Medical price transparency can save expenditures.
About 500,000 employer-sponsored employees covered by health insurance were given telephone or internet access to the actual price of medical services for laboratory tests, advanced imaging services, and office visits. Those who accessed price information over the 3 year study period spent significantly less that those who did not. The largest difference was for advanced imaging services. However, fewer than 10% of patients bothered to investigate pricing.
PositiveTip: Tired of high medical bills? Investigate and compare the costs when possible.
Depression remains employer's highest per capita medical expense.
Of ten modifiable health risk factors, depression cost employer's about 48% more on healthcare than non-depressed employees.
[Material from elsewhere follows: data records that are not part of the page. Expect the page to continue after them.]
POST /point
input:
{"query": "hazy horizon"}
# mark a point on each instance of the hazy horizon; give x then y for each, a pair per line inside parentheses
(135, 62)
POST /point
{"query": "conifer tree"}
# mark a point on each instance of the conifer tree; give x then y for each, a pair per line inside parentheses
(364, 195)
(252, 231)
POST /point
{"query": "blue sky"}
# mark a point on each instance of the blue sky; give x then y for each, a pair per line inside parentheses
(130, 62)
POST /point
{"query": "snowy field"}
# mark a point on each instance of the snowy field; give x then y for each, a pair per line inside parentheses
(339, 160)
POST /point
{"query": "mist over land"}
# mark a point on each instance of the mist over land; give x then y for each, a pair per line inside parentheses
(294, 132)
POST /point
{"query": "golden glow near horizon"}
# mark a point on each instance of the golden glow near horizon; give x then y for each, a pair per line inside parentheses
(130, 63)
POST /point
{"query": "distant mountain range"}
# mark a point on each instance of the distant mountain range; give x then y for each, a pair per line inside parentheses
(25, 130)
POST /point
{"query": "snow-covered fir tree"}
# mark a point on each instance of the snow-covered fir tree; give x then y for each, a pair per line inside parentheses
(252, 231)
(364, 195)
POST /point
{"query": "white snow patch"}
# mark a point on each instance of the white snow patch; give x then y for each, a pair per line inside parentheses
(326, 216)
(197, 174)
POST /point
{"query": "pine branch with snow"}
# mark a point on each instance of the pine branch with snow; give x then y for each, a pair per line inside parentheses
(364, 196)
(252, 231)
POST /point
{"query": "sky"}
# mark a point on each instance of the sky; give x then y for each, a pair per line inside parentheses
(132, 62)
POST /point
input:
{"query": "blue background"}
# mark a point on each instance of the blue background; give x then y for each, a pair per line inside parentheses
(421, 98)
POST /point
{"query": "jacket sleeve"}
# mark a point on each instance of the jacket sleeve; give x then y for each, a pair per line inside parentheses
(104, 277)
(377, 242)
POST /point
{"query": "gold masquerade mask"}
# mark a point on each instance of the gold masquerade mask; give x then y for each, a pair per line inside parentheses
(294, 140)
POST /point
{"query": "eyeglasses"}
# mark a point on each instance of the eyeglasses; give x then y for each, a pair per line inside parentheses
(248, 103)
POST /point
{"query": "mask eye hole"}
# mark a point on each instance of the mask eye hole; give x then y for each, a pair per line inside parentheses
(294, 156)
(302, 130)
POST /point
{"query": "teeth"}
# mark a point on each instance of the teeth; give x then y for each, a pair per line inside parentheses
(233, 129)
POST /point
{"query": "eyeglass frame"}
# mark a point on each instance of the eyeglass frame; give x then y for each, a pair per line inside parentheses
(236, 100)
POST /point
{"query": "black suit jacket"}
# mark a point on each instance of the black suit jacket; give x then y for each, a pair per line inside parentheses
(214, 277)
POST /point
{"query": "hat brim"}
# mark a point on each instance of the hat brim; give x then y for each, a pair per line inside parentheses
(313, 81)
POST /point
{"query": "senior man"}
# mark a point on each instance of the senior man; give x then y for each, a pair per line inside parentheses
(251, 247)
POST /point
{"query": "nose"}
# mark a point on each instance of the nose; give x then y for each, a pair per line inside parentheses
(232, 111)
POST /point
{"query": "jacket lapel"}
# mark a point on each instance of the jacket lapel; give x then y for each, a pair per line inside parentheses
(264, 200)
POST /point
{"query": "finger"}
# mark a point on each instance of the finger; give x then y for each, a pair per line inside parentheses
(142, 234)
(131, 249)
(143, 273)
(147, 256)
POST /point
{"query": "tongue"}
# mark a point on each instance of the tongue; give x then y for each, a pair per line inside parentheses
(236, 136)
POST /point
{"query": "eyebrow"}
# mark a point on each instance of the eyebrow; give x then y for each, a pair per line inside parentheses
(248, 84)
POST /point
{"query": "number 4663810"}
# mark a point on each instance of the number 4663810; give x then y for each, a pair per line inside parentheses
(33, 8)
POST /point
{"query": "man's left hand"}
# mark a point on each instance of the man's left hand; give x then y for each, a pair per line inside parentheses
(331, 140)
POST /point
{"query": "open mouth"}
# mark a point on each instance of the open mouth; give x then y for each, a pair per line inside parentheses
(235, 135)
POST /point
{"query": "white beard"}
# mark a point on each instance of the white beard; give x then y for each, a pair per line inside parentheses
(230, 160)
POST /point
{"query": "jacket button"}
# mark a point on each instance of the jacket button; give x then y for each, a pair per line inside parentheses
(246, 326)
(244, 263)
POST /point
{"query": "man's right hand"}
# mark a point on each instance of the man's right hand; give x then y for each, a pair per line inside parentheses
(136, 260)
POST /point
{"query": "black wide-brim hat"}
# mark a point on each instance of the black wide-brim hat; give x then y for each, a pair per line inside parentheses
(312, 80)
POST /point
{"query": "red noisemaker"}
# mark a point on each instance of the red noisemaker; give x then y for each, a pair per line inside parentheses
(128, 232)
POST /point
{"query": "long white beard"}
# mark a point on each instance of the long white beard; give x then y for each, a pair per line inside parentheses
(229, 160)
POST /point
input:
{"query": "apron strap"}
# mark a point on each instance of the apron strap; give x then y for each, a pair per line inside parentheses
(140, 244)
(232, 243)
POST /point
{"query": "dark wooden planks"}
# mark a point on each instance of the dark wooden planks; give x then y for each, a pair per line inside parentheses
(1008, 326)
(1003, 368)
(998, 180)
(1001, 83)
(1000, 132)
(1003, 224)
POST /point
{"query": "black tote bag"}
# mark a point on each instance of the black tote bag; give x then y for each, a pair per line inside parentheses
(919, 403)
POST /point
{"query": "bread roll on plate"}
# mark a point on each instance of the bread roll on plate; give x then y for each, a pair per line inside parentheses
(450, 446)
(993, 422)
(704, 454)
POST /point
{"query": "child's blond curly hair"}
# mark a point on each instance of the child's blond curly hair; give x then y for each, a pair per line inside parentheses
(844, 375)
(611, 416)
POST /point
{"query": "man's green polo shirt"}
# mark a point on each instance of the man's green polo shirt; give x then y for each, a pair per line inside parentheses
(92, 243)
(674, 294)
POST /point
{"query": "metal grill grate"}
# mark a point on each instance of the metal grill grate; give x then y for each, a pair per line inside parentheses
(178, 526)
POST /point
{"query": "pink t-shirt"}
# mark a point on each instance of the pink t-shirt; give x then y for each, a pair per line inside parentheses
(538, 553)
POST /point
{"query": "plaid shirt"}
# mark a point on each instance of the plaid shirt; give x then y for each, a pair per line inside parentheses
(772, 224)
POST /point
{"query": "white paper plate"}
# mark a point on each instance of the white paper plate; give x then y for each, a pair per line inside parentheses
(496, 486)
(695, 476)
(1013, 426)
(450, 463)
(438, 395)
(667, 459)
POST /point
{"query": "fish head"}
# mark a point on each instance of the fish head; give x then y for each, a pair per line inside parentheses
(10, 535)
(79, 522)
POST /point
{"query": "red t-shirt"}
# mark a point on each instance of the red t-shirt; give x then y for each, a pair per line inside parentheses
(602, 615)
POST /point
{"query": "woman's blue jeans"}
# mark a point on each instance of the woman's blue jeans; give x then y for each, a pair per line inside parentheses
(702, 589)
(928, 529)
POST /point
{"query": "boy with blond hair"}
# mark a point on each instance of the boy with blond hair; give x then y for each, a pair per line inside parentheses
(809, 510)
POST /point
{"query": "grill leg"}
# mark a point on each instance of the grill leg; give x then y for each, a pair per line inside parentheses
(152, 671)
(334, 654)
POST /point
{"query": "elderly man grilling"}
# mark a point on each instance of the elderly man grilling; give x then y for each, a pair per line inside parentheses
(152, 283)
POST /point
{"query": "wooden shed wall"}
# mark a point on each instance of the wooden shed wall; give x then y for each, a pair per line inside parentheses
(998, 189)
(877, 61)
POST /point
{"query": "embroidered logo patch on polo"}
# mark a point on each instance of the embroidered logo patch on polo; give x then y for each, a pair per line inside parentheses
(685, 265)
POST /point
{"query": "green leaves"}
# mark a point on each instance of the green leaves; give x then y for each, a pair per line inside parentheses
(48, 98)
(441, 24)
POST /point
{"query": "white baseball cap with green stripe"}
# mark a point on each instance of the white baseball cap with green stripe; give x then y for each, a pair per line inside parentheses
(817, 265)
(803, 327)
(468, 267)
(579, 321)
Those with high blood sugar or hypertension each cost about 31% more, and those who used tobacco or were physically inactive each cost about 16% more. Effectively implemented health promotion programs should reduce employee healthcare costs.
PositiveTip: Do something today to make a difference in your modifiable risk factors.
Modest reductions in dietary salt could save 92,000 lives per year and save $24 billion!
Dietary salt intake in the U.S. in on the rise, in spite of more and more evidence linking salt intake to hypertension and cardiovascular disease. Reducing salt intake by a modest 3 grams (1/2 teaspoon) per day per person is projected to annually reduce new cases of coronary heart disease by up to 120,000, stroke by up to 66,000, and heart attacks by up to 99,000. This in turn could save up to $24 billion each year in health care costs.
PositiveTip: The majority of dietary salt in the U.S. comes from processed foods. Stop subtracting years from your life by cutting back on these foods.